Earlier in 2010, HSUS raised funds for “emergency” donations immediately after an earthquake struck Haiti, claiming “Humane Society International’s team on the ground in Haiti continues its work of helping animals in distress.” But one of HSI’s own disaster relief experts said there were “no animal issues” resulting from the earthquake (emphasis added):
Our team has been doing assessments for several days now and it is our professional opinion that no animal issues are here that are related to the event of the earthquake. There are a lot of animal issues here, but after speaking with a local American expatriate veterinarian here (who is very well connected in this country) we must agree with her that now is not the time to deal with them.
Similarly, HSUS engaged in deceptive fundraising following Michael Vick’s 2007 dogfighting arrest, raising money on the promise that it would “care for the dogs seized in the Michael Vick case.”
The New York Times later reported that HSUS wasn’t caring for Vick’s dogs at all. HSUS President Wayne Pacelle told the Times that he didn’t know where the dogs were, and that his group urged government officials to “put down” (kill) them anyway.

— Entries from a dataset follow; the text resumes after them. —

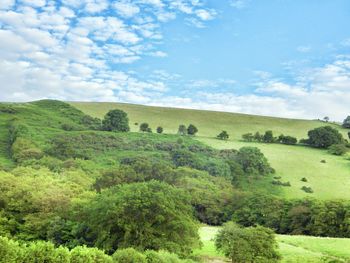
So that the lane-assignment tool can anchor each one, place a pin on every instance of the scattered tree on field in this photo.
(223, 135)
(192, 130)
(159, 130)
(116, 120)
(182, 130)
(253, 244)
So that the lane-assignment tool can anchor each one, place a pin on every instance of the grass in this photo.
(210, 123)
(292, 248)
(328, 180)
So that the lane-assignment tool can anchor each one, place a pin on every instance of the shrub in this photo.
(289, 140)
(346, 122)
(338, 149)
(192, 130)
(249, 137)
(323, 137)
(182, 130)
(82, 254)
(129, 255)
(253, 161)
(144, 127)
(253, 244)
(307, 189)
(223, 135)
(268, 137)
(116, 120)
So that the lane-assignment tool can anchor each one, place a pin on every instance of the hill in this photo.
(299, 249)
(328, 180)
(210, 123)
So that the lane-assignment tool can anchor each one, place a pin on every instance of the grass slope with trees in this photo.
(76, 188)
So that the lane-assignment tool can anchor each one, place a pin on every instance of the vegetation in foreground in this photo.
(296, 249)
(76, 181)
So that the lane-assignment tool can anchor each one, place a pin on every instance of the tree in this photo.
(287, 139)
(268, 137)
(223, 135)
(144, 127)
(323, 137)
(338, 149)
(116, 120)
(249, 137)
(258, 137)
(253, 161)
(151, 215)
(253, 244)
(192, 130)
(346, 122)
(182, 130)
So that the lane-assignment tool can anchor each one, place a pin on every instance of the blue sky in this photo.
(288, 58)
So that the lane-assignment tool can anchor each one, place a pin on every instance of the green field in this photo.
(296, 249)
(328, 180)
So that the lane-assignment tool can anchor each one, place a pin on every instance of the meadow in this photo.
(296, 249)
(328, 180)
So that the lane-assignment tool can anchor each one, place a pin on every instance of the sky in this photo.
(285, 58)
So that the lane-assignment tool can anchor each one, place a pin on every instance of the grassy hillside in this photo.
(328, 180)
(296, 249)
(210, 123)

And then there’s the infamous example of Hurricane Katrina. HSUS raised at least $34 million following the 2005 disaster, pledging to help reunite pets with their owners. Louisiana’s Attorney General conducted an 18-month investigation into how this money was raised and spent, closing it only after HSUS announced a $600,000 contribution toward the construction of an animal shelter on the grounds of a Louisiana prison.
HSUS has offered a vague accounting of the money it raised from Hurricane Katrina. We’re not convinced.
In times of crisis, it’s critically important to do your homework before you donate. Several Japanese charities are already involved with rescues on the ground, including one coalition of three organizations whose work has attracted CNN’s attention.
Japan is the world’s fourth largest economy—it has its own infrastructure and relief organizations. Its people are facing a vastly different situation from the aftermath of the earthquake that hit Haiti, a Third World country. Accordingly, donating to non-Japanese organizations may be of limited use.
It’s not clear where the money HSUS raised after the Gulf oil spill went. The same is true for funds raised following the Haiti earthquake and Michael Vick’s arrest.
It would certainly help if HSUS and HSI decided to be 100% transparent about how they spend funds raised during this crisis—because while Wayne Pacelle’s organizations are really good at fundraising, transparency is not their strong suit.